When we were kids on the Gulf, a joke was making the rounds back home and in some foreign media. It quoted the late humorless Saudi King Faisal Al Saud that the world was not bi-polar, that there were in fact three superpowers: USA, USSR, and Kuwait. The king was quoted as making an uncharacteristic joke here, perhaps with a tinge of jealousy. At that time Saudi Arabia was not ‘rich’ yet, and Kuwait was the major oil producer and most advanced state on the Arab side of the Persian Gulf.
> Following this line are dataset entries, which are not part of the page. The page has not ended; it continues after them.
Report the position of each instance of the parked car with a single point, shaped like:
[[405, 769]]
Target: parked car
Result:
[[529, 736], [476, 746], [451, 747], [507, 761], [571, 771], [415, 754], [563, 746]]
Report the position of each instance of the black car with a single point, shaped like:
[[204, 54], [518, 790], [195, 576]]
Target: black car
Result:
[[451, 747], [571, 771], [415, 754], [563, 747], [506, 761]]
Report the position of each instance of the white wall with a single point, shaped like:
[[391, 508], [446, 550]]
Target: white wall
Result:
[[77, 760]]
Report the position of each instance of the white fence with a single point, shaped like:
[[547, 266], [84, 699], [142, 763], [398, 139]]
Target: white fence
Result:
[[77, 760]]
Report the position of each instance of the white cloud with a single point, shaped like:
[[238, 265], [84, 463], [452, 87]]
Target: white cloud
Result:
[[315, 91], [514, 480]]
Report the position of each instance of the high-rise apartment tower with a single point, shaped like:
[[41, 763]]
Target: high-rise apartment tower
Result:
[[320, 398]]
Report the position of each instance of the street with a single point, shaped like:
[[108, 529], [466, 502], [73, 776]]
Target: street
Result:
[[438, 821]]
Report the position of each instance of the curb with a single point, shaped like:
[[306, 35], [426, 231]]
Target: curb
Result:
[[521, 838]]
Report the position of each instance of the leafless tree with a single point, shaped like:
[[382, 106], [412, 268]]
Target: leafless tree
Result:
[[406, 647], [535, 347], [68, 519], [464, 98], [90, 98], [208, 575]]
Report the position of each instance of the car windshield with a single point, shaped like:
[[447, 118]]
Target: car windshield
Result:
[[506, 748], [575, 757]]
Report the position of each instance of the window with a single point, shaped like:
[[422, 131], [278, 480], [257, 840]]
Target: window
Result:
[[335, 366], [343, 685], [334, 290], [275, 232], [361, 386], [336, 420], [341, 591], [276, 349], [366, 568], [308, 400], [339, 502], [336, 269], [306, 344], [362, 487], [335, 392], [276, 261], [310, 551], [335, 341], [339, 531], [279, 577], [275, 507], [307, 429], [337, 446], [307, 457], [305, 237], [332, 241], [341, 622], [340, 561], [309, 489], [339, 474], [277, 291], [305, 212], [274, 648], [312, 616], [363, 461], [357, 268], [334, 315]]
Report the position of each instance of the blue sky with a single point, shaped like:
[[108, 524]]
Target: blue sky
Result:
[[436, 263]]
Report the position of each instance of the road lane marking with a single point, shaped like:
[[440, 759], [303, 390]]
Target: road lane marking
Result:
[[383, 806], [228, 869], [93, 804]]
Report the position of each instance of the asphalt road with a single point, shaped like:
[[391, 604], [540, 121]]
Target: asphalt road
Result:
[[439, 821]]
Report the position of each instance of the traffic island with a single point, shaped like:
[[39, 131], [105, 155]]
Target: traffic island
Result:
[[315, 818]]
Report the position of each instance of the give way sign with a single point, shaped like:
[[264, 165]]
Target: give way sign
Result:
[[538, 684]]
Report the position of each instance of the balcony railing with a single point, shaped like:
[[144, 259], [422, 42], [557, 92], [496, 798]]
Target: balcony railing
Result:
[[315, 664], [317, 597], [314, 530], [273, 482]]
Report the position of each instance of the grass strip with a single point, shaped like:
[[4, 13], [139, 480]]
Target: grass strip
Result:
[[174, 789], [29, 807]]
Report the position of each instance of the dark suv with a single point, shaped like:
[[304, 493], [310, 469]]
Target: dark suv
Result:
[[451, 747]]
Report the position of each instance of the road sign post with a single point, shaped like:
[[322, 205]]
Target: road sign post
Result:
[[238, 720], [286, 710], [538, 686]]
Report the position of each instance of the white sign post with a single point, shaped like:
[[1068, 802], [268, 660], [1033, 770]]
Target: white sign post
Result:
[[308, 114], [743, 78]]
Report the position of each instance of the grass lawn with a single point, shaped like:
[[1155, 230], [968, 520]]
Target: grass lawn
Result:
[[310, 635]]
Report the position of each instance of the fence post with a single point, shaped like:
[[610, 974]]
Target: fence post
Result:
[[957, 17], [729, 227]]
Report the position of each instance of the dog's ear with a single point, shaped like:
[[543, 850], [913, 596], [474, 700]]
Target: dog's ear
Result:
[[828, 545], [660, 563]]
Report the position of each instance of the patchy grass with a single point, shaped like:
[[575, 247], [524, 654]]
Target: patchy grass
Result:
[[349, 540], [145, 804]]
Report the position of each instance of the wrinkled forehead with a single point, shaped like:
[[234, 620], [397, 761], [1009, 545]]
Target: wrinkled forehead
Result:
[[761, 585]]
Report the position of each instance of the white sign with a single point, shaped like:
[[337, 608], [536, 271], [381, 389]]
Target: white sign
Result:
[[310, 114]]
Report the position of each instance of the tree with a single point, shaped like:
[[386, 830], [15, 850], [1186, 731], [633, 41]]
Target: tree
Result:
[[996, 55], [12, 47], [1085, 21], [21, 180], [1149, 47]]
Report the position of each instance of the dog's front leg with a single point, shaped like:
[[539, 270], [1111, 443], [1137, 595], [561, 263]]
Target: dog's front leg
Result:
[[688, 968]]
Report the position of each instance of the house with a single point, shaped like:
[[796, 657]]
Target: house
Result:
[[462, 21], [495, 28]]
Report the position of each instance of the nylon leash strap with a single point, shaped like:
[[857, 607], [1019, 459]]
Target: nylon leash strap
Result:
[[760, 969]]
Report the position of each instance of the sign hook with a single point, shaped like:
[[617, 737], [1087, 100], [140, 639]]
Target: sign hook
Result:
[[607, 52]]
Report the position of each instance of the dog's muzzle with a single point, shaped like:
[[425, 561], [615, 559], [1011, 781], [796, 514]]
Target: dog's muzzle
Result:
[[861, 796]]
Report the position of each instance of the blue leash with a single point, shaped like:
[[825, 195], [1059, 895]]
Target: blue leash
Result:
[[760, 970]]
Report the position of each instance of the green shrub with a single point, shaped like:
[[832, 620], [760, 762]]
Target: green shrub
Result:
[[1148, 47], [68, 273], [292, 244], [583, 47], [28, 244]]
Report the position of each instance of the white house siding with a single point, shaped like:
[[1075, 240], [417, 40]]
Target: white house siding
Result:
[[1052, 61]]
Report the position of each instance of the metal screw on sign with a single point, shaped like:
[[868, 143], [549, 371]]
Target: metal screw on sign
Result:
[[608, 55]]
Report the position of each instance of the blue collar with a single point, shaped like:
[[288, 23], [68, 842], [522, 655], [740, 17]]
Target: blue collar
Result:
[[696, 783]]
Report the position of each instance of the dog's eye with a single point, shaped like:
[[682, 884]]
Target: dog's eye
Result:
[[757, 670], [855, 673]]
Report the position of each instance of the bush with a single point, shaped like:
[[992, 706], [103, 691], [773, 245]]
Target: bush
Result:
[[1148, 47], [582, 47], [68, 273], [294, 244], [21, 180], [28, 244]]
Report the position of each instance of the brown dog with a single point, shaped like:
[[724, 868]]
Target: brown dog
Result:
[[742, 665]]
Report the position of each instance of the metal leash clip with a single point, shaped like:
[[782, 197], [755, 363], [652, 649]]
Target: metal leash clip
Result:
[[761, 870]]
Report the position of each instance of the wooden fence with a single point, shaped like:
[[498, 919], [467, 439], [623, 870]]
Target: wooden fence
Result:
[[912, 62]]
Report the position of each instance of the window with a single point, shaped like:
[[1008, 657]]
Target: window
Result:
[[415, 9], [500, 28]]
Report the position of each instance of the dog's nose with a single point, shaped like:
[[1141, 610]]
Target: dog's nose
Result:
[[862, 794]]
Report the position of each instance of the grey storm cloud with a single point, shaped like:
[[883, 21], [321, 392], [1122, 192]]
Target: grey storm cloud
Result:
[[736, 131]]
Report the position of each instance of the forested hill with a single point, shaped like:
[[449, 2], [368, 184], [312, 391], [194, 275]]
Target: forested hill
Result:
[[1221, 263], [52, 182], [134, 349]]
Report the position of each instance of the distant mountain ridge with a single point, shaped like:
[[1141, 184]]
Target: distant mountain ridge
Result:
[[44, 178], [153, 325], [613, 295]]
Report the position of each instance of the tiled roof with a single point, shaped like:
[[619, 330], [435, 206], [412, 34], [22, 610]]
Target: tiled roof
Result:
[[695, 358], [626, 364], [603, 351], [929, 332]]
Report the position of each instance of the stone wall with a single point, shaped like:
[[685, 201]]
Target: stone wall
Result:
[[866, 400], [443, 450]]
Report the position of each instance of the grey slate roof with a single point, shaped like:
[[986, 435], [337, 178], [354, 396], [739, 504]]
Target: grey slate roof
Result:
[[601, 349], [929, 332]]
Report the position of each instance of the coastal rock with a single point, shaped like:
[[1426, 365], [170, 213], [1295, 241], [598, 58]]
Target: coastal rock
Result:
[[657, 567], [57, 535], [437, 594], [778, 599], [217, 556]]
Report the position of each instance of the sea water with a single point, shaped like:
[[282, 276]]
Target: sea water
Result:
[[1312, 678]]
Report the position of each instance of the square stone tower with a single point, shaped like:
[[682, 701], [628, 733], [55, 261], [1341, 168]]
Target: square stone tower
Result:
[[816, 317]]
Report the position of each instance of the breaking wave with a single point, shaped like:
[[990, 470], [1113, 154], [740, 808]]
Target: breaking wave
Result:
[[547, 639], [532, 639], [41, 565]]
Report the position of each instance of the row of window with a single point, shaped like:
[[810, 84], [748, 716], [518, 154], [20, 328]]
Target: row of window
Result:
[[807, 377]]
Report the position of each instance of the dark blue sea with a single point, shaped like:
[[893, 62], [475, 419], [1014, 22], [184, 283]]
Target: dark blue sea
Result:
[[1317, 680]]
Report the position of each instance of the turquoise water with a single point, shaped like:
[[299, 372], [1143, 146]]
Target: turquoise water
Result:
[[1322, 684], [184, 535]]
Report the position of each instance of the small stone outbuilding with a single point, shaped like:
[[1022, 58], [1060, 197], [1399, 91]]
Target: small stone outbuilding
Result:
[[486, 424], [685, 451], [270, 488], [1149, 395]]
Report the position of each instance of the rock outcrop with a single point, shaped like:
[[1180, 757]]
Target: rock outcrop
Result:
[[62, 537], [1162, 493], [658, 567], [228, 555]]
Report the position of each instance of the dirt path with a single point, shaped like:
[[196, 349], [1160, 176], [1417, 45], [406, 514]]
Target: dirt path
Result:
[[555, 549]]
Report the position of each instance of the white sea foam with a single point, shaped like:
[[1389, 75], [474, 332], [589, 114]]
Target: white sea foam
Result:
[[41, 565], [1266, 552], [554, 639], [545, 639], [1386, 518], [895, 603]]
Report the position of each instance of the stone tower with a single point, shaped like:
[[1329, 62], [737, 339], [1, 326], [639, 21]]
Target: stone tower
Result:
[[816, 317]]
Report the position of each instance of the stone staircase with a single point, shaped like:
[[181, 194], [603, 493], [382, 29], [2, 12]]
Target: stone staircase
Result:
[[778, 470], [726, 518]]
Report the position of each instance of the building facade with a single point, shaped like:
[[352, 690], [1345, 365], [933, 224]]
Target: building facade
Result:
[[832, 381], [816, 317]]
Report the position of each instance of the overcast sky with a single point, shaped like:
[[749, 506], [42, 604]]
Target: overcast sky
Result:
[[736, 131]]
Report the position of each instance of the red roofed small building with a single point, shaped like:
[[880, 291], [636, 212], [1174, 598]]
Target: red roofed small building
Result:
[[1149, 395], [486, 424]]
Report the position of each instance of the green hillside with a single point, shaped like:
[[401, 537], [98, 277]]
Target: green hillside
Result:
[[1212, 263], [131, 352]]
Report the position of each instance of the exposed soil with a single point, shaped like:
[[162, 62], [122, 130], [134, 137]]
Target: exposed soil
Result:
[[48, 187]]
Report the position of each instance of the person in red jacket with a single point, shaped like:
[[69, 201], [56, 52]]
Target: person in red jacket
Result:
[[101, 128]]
Now it almost seems that the new uni-polar world has several superpowers. That the Al Saud are often being treated by Western salesmen-leaders as one of them. If not, then they are at least considered untouchable by Western governments. In America they would be one addition to the untouchable issues of politics in Washington: perhaps a ‘fourth rail’ added to the ‘three rails’ of politics. Just look at the record:

  • They behead and crucify people in public, including common criminals, hapless foreign laborers, witches, warlocks, magicians, as well as members of the political opposition who are not of the Wahhabi faith. The only regime that does so with impunity. ISIS (DAESH) cutthroats are correctly criticized by official Western hypocrites when they do that. The Iranian regime is also rightly criticized by official Western hypocrites when it hangs people in groups, including drug dealers and others. But no official criticism is heard anymore, especially from the US, British, and French governments, of the more barbaric Saudi practices.
  • They ban all other religions and religious practices except Wahhabism. The Muslim Shi’a minority are third-class citizens at best, but they are barely tolerated and only because they were in the Eastern Province long before the Wahhabis conquered it during the last century. Only ISIS (DAESH) is more intolerant.
  • For months they have been bombing the poorest Arab country, Yemen, with the latest lethal weapons the Western governments can sell, including cluster bombs. They and their fellow tribal potentates and hired Afro-Arab mercenary regimes. No complaint or criticism is heard from Washington, London, or Paris. In fact I suspect that the targets (the victims) are often picked and located for them by Western intelligence and satellite technology.
  • This least democratic, most repressive and backward tribal regime is allowed the chutzpah of claiming to be working to bring democracy and free speech to other countries, especially Syria and Yemen.